Il est généralement un peu tard dans l'entreprise de s'en préoccuper à cette période car les budgets sont bouclés avant la fin d'année, mais comme c'est le marronnier du mois orchestré par les cabinets de conseils et maintenant la communication autour du CES de Las Vegas, alors tout le monde doit y passer.
La vision de GreenSI est qu'un certain optimisme technologique fait peut-être oublier les difficultés de mise en œuvre (de transformation des organisations) et aborde dans ce billet les difficultés à venir du contexte réglementaire autour des données qui se durcit.
Cette année la prédiction incontournable est l'intelligence artificielle.
Pour 2020 les experts nous prédisent par exemple la création de l'ordre 2 millions d'emplois liés au développement de l'intelligence artificielle, et la destruction d'un peu moins d'emplois (le solde prédit est positif). Comme ces emplois ne vont pas être tous être créés le 31 décembre 2020, dès 2018 des centaines de milliers d'emplois vont apparaître.
Pourtant la vision de GreenSI est moins optimiste sur ces prédictions au sein de l'Europe.

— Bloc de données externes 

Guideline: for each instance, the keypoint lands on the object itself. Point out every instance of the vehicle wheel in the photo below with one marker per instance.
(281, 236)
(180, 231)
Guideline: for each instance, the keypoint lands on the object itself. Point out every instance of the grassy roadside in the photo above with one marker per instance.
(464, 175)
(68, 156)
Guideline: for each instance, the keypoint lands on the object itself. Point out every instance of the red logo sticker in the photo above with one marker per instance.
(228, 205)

En effet, ces prévisions s'appuient sur la disponibilité et la capacité de traitement de grandes sources de données, certaines personnelles. Or, pour GreenSI beaucoup de ces prévisions font l'impasse d'une épée de Damoclès que l'Europe a mise sur tous ses champions : le Règlement Général de Protection des Données (ou GDPR en anglais).
En effet, à partir du 25 mai 2018, le RGPD va fortement contraindre le traitement des données des entreprises européennes. Ce règlement de 99 articles - et plus de 100 pages - est en fait déjà actif mais les sanctions ne pourront arriver qu'après cette date.
En théorie, le champ d'application de ce règlement est limité aux données personnelles et à tous les traitements concernant des données d'européens ; mais en pratique la notion de donnée personnelle peut-être est très large après recoupement. Et les experts ne sont pas toujours d'accord entre eux dans les analyses, ce qui induit un risque d'interprétation. Il est donc très vraisemblable que ce règlement crée en Europe un environnement plus anxiogène (car plus facilement contrôlable, avec des moyens de collecte des amendes déjà en place), donc une épée de Damoclès pour toutes les entreprises localisées en Europe.
Par exemple, la plate-forme numérique TaQadam permet d'entraîner une intelligence artificielle (IA) à reconnaître des objets sur les photos en distribuant des images via une application mobile à des travailleurs partout dans le monde (notamment des réfugiés Syriens). Ces utilisateurs voient là un moyen immédiat de monétiser leurs facultés humaines de reconnaissance d'images.
Ce projet est d'ailleurs soutenu par des ONG pour cette finalité.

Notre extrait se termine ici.